Today I tried to understand more about Fedora, Hydra, and how they connect to triplestores (or more like how triplestores connect to Fedora). I worked through the Dive into Hydra and Dive into Hydra-Works tutorials as well as an older ActiveFedora 7 tutorial on working with RDF metadata in ActiveFedora directly. None of them actually showed me anything with external triplestores though. According to the Fedora 4.x wiki documentation, a triplestore can be set up to work with Fedora/Hydra but I still don’t know if I understand its purpose or how it helps to have all of this Fedora data in RDF now.

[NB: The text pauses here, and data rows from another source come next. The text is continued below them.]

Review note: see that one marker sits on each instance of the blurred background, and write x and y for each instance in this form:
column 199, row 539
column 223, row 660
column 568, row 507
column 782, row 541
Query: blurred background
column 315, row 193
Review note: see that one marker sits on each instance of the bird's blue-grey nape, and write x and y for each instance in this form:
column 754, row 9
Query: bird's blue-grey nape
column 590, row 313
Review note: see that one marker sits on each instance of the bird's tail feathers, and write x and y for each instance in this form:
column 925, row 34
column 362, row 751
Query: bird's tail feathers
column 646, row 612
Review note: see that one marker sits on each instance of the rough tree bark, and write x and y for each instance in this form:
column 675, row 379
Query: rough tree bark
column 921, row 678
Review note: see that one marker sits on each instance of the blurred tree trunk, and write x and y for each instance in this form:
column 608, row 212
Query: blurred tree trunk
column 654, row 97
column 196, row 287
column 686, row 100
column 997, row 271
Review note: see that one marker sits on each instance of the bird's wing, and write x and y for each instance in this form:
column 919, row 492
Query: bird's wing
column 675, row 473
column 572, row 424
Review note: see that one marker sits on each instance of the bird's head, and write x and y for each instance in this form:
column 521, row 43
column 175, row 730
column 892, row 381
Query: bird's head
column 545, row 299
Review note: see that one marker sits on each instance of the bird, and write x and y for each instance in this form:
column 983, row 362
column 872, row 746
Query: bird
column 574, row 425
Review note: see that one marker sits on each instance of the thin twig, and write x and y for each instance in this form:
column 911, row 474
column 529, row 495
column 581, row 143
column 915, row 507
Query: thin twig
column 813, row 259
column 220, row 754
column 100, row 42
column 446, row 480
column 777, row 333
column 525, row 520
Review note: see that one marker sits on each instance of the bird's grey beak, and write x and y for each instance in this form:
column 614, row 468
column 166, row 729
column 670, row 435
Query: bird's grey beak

What I’m understanding is the following:
External searches against Fedora 4 data can supposedly happen using triplestores but any external triplestore seems to only really be used to help with CRUD calls (create, read, update, delete) to and from Fedora via a Java Messaging Service (JMS) indexer and not for any end user search and discovery interfaces. The current way to connect between a triplestore and Fedora involves a messenger like fcrepo-message-consumer and that documentation explicitly has the caveat that Fedora doesn’t support blank nodes, which tells me that getting complex hierarchical RDF into a triplestore from Fedora isn’t going to work because Fedora can’t send it over that way. I had thoughts about using the external triplestore to manage the full metadata of an object and only putting RDF properties into Fedora if they were simple and indexable (useful to identify a Fedora object as unique) but Fedora is still the main place for all original source metadata and it isn’t handling RDF when it is complex and hierarchical.
All this to say that I still have questions. I don’t think I understand enough about triplestores (can they manage complex hierarchical triples?) and I don’t think I understand the purpose of the external triplestore on Fedora 4 (is it just a data endpoint or another way to index Fedora data or does it help to actually manage the RDF triples in Fedora?). This warrants further online investigating and possibly some actual conversation with real people who know things about Fedora 4 and Hydra. Asking questions on listservs always makes me feel slightly stupid and like I haven’t tried hard enough but I don’t have all the time in the world to explore this on my own. I need to write more and read those other articles I found tomorrow so maybe I’ll get up the gumption by the end of the day?